In this experimental procedure, a scalpel is used to remove some of the muscle that presses on migraine-triggering nerves. In a 2011 study published in Plastic and Reconstructive Surgery, 88 percent of patients who underwent this surgery experienced an approximately 50 percent decrease in the duration, frequency, and intensity of their migraines for at least five years post-op. Unfortunately, long-term side effects have not been well studied. Until larger, longer studies have been conducted, the American Headache Society urges caution. If you are considering this surgery, seek out a physician who is conducting a clinical trial (ask your neurologist for assistance) to ensure proper protocol and follow-up.
More Help Is on the Way!
Coming soon to a pharmacy near you: less invasive, yet more direct, ways to manage migraines. Here are just three of many new treatments.
Approved by the Food and Drug Administration (FDA) last year, this prescription patch, placed on an arm or a leg, bypasses the gastrointestinal tract for quick relief and is a blessing for those unable to take pills or a nasal spray due to nausea. A 2012 study in the journal Headache showed that Zecuity eased pain in 53 percent of patients and nausea-related symptoms in 71 percent.
Cerena TMS (eneura.com)
This prescription device, about the size of a large hardback book, is held at the back of the head for a mere second. There it releases a pulse of magnetic energy to help relieve pain from migraines with auras. Among clinical-trial subjects, 38 percent reported relief two hours after use and 34 percent remained pain-free a day later. The device was FDA-approved this past December.

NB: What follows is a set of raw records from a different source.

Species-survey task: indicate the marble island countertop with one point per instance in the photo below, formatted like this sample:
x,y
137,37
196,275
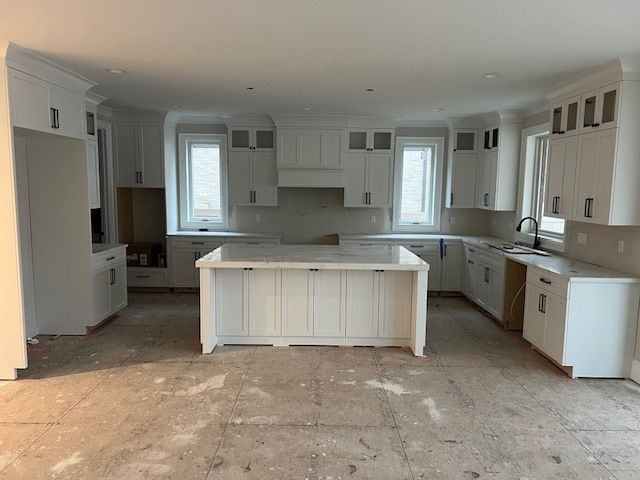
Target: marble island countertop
x,y
572,269
325,257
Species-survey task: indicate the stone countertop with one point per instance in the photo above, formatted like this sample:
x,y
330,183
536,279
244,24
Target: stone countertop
x,y
326,257
573,270
225,234
104,247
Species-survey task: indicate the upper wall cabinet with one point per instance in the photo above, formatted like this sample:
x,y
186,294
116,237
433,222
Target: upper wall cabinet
x,y
37,104
370,140
261,139
139,154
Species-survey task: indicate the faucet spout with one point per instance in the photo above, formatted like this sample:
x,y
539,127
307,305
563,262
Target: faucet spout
x,y
536,238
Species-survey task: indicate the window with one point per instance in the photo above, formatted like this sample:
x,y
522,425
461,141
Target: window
x,y
418,181
547,225
533,168
202,175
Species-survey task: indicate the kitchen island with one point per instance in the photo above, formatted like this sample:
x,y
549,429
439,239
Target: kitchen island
x,y
313,295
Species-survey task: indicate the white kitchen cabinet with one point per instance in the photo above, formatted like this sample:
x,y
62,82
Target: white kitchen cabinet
x,y
465,140
139,154
565,117
93,174
252,138
40,105
248,302
461,181
370,140
362,303
560,177
252,178
595,176
368,180
109,284
451,266
307,148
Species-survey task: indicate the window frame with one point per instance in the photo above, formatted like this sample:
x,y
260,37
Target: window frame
x,y
184,141
529,187
401,142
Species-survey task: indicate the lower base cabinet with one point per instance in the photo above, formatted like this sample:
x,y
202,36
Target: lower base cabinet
x,y
109,286
297,303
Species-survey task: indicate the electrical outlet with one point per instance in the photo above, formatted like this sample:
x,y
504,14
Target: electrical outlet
x,y
582,239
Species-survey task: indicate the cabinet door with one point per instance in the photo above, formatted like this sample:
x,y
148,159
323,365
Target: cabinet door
x,y
379,178
608,106
470,283
534,321
264,302
240,138
600,207
328,298
452,267
93,174
297,302
589,106
71,113
264,139
560,177
240,178
395,304
462,192
101,303
118,287
152,155
231,302
264,179
381,141
355,181
555,309
332,148
29,101
464,141
310,149
362,303
183,268
125,145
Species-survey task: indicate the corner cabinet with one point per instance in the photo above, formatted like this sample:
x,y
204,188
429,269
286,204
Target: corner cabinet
x,y
40,105
139,154
368,180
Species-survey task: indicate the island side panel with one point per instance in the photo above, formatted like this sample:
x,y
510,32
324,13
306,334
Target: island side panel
x,y
419,312
208,336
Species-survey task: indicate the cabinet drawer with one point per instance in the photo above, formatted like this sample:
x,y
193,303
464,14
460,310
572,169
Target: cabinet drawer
x,y
147,277
548,281
108,258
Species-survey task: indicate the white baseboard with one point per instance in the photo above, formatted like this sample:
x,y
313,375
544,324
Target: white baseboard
x,y
635,371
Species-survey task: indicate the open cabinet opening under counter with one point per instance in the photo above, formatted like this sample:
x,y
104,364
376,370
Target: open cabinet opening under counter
x,y
313,295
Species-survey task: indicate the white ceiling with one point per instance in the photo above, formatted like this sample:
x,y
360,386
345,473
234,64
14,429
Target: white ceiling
x,y
416,54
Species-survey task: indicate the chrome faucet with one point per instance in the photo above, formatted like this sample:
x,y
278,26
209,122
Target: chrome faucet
x,y
536,239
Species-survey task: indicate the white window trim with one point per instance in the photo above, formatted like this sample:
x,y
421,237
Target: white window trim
x,y
183,140
401,142
526,186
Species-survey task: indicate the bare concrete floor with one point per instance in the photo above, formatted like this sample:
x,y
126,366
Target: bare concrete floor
x,y
136,400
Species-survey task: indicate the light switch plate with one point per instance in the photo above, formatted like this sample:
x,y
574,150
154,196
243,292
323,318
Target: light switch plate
x,y
582,239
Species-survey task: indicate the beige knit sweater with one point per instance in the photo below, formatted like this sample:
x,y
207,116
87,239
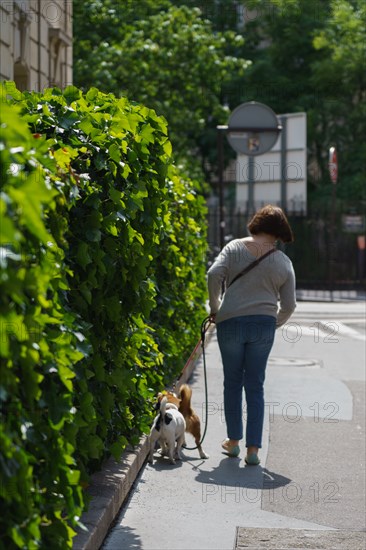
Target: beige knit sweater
x,y
255,293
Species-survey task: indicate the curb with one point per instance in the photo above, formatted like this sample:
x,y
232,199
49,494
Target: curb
x,y
109,487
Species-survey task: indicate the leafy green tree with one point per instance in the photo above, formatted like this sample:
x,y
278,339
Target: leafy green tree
x,y
340,77
169,59
309,56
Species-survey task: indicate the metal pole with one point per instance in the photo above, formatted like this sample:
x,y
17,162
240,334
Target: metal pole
x,y
332,243
220,156
283,163
251,163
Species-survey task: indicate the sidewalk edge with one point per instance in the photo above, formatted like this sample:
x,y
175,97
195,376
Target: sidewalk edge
x,y
110,487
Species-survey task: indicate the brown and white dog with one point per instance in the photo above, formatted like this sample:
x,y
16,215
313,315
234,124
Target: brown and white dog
x,y
183,402
168,429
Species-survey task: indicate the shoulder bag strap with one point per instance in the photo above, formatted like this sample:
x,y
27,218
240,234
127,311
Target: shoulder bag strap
x,y
251,266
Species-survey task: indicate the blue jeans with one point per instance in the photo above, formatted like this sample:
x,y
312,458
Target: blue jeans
x,y
245,343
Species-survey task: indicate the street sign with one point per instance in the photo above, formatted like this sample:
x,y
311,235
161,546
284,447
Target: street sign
x,y
253,128
333,165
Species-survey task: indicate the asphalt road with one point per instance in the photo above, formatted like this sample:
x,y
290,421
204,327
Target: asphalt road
x,y
312,472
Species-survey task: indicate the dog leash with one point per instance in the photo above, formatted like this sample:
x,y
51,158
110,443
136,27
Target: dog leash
x,y
204,328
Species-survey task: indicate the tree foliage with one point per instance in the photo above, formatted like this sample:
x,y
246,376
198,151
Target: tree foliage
x,y
102,286
169,59
309,56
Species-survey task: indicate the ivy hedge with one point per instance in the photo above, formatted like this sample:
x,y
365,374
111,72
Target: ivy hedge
x,y
102,291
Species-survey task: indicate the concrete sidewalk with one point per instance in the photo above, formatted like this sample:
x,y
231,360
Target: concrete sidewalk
x,y
310,484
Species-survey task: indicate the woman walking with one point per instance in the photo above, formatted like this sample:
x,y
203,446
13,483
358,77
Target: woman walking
x,y
247,318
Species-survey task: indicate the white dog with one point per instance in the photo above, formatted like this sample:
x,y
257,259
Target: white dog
x,y
168,428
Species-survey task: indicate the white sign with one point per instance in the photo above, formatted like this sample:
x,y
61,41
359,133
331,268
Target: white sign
x,y
278,175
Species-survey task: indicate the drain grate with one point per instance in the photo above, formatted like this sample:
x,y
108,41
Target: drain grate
x,y
292,362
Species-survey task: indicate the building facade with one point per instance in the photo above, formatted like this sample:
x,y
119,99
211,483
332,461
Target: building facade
x,y
36,43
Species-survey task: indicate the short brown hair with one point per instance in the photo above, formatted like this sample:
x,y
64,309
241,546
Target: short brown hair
x,y
272,220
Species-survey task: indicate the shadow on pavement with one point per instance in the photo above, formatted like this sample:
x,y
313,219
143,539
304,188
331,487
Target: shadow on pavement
x,y
231,472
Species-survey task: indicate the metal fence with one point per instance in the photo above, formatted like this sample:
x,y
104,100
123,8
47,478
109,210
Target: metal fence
x,y
322,259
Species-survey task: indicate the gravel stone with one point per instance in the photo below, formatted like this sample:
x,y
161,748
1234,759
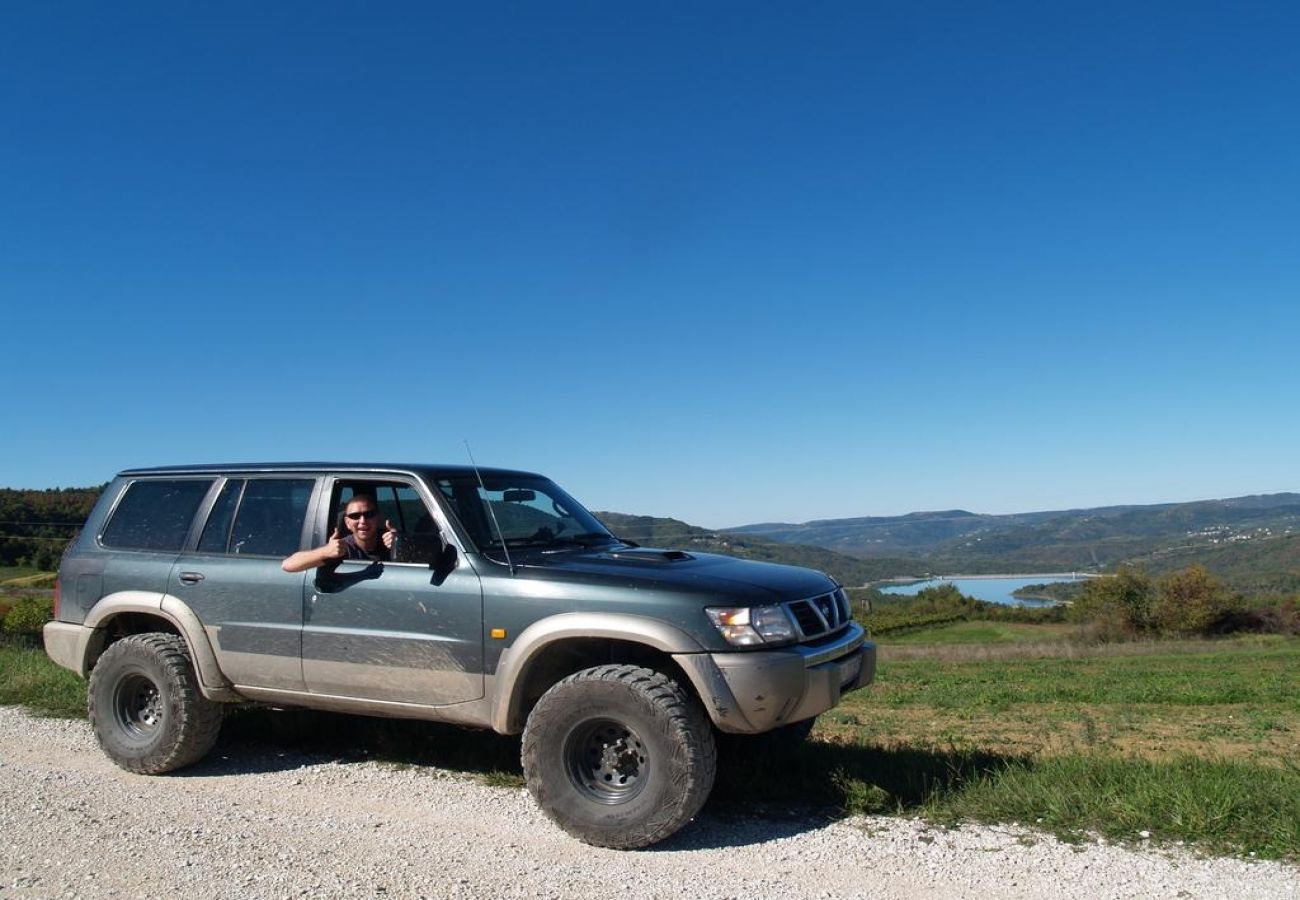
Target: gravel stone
x,y
281,825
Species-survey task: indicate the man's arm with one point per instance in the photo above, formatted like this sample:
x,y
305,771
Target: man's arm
x,y
332,550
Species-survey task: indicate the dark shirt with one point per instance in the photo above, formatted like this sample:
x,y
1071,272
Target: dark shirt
x,y
356,552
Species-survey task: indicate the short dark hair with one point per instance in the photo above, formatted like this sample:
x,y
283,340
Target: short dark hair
x,y
351,500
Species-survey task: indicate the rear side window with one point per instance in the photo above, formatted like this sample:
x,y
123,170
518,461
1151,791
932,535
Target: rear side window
x,y
155,515
268,520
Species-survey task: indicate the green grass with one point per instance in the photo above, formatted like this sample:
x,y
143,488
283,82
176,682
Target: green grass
x,y
1220,805
30,679
1190,741
983,634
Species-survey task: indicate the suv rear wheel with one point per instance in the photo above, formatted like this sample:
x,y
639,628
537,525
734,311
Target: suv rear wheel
x,y
619,756
146,706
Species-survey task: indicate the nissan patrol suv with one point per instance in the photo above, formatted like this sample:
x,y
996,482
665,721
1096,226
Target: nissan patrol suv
x,y
503,605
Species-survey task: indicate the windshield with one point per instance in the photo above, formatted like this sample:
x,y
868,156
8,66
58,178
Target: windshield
x,y
531,511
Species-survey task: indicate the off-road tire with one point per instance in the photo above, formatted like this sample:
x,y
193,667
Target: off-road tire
x,y
146,708
619,756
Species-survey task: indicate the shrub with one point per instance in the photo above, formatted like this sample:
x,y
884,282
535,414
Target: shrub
x,y
1190,602
1118,606
29,615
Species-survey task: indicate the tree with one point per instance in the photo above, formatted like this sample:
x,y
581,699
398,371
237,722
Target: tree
x,y
1190,602
1117,606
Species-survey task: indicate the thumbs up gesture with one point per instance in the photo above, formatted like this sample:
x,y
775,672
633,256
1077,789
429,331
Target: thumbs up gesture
x,y
334,548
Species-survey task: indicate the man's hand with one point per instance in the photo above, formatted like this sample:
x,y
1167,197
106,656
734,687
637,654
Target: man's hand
x,y
334,548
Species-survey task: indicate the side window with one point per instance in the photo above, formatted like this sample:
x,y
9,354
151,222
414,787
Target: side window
x,y
399,503
269,520
216,533
155,514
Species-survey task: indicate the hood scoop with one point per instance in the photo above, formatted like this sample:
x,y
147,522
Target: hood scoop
x,y
651,555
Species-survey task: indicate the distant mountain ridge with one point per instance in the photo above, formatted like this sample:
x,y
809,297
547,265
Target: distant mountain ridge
x,y
1099,537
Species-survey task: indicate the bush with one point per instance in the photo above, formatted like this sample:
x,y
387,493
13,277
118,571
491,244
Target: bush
x,y
1117,608
1275,619
1190,602
29,615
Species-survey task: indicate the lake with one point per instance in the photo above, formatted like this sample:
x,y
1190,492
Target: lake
x,y
989,588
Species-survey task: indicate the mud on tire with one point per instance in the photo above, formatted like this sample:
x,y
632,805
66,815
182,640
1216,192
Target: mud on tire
x,y
146,706
619,756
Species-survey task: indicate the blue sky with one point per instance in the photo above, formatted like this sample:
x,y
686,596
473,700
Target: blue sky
x,y
722,262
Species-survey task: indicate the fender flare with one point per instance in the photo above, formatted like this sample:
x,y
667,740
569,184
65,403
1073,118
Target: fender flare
x,y
516,660
212,682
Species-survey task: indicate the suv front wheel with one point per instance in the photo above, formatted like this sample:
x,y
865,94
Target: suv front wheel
x,y
146,708
619,756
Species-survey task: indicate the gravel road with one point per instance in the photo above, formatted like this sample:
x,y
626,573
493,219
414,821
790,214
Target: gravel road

Invented at the University of Liège, in Belgium, and now under FDA review (though currently available over the counter in Canada and in Europe), Cefaly promises to treat or prevent migraines with an electrode that is placed on the forehead for 20 minutes at a time, a few times each week, at home. A 2013 study in the journal Neurology reported a 30 percent drop in migraine frequency and no adverse effects after three months of use.